Music: Hearing the Spectrum

The universal language of music has many dialects, and most Western peoples understand only their own. Yet, as Western musicians have been proving since the early 19th Century; other musical dialects which at first horrify the ear can educate and even delight it.

One small new recording company in Manhattan is dedicated to that proposition. Last week, the Ethnic Folkways Library issued its fifth album, Music of Indonesia ($7.33)*. Ten more albums will be released in the fall.

The Indonesia album is an aural education in itself. There is a Javanese war dance—written on the seven-tone pelok octave and played on bronze percussion instruments—which has the simple gravity of a Bach sarabande. A Sundanese love lament called Drizzling Rain, accompanied on a zither, carries its grief through a long series of delicate ornamentations. An ancient song of the Batak hill people, accompanied by a wooden xylophone and split cymbal, is strikingly like the melancholy music of Provencal shepherds.
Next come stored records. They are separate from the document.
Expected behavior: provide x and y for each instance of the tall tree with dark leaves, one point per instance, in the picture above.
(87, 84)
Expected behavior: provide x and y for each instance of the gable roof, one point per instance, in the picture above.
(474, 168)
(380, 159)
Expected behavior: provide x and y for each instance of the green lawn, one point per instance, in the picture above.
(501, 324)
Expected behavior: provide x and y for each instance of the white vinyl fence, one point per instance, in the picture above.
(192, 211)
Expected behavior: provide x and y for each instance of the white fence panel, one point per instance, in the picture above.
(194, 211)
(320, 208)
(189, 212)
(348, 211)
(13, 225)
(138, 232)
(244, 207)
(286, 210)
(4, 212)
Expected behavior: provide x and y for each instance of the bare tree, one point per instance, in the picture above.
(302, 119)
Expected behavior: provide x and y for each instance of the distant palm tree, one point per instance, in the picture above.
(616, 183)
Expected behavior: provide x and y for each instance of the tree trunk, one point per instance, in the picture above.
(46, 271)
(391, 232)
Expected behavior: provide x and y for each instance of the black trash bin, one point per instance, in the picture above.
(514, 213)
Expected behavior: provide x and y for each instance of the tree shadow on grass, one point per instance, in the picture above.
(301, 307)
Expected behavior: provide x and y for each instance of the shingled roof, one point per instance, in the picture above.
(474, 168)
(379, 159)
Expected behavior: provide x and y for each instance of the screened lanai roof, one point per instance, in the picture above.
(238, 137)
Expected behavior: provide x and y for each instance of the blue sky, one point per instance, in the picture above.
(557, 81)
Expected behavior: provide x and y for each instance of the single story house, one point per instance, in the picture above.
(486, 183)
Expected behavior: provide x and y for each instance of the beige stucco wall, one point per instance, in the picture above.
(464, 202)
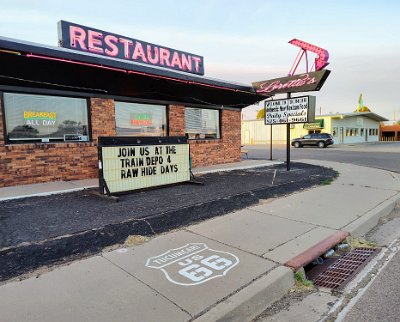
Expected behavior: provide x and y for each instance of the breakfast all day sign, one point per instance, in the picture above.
(131, 163)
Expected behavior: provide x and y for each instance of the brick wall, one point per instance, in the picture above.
(44, 162)
(208, 152)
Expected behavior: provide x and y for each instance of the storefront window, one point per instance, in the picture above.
(45, 118)
(202, 123)
(140, 119)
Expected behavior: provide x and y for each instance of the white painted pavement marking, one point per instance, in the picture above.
(193, 264)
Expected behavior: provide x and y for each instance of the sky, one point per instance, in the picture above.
(247, 41)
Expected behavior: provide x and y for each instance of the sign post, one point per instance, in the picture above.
(288, 141)
(290, 110)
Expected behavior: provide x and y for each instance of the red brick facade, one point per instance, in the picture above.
(44, 162)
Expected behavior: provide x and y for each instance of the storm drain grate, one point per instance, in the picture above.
(345, 268)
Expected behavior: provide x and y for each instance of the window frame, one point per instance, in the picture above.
(141, 103)
(37, 141)
(219, 123)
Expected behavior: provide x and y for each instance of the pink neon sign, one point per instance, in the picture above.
(103, 43)
(321, 61)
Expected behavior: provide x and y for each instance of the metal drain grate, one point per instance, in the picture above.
(341, 272)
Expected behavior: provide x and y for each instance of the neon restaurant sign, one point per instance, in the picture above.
(87, 39)
(306, 82)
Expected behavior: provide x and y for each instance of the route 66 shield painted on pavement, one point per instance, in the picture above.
(193, 264)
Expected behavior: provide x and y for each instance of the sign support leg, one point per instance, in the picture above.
(288, 141)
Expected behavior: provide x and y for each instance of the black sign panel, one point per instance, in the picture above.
(293, 84)
(95, 41)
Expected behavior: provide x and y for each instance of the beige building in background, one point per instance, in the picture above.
(346, 128)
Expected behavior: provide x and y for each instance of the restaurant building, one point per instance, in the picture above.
(57, 101)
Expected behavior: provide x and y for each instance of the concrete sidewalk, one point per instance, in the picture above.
(227, 268)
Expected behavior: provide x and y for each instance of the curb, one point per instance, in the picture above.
(317, 250)
(251, 301)
(364, 224)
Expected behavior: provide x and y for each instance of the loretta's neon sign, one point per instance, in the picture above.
(307, 82)
(100, 42)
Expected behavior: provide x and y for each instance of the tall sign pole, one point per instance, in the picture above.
(288, 141)
(298, 109)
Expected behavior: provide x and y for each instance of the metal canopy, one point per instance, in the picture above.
(37, 66)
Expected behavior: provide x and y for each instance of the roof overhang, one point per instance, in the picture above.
(27, 64)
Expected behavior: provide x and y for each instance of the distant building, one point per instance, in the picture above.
(390, 131)
(360, 126)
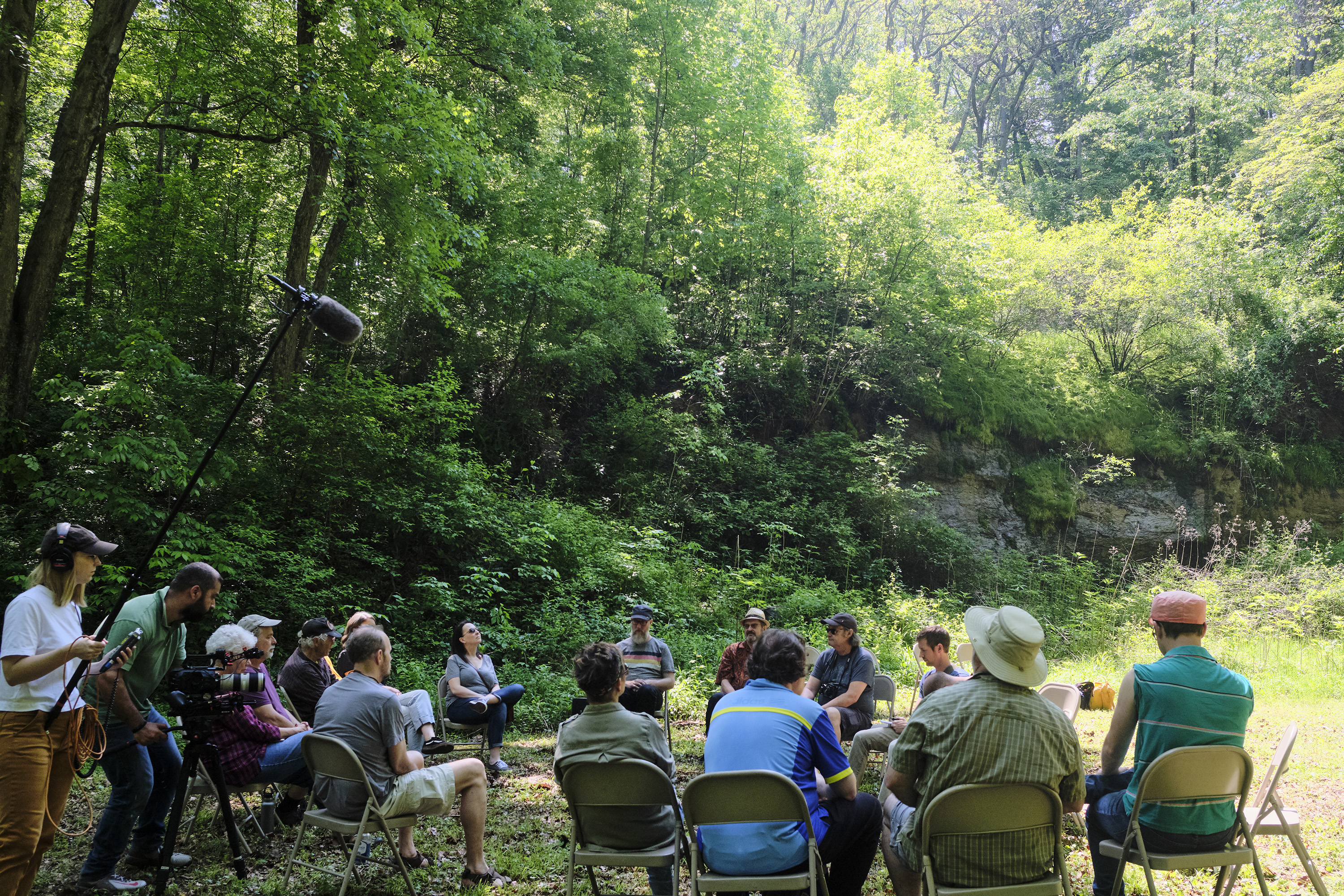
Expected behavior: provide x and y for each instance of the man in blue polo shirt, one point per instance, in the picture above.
(769, 726)
(1186, 699)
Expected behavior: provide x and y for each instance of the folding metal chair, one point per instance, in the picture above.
(334, 759)
(746, 797)
(1064, 696)
(608, 785)
(995, 809)
(471, 730)
(1266, 816)
(1182, 775)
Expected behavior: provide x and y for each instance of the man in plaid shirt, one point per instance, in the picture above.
(992, 730)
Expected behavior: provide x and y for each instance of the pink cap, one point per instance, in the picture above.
(1178, 606)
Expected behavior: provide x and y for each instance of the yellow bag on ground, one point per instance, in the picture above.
(1104, 696)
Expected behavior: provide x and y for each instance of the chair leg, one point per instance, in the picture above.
(397, 851)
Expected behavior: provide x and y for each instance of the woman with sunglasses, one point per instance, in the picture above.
(475, 694)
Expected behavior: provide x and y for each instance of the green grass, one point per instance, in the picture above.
(529, 825)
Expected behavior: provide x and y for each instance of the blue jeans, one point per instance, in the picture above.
(1108, 820)
(464, 712)
(284, 763)
(144, 781)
With Folkways Library albums come booklets describing the music and its native performance (e.g., the music-dramas of Java and Bali last all night). The booklets are written by anthropologists and musicologists, edited by Folklorist Harold Courlander, who also decides what selections go into the albums. Says he: "The more you hear of this stuff, the more you get to feel that all music is one. I like to think of it as a spectrum. As you go round the world, one music blends into the next . . . and before you know it you're back where you started, without a break."

*The preceding four: Haitian, Palestinian, Sioux and Navajo, and Equatorial African music.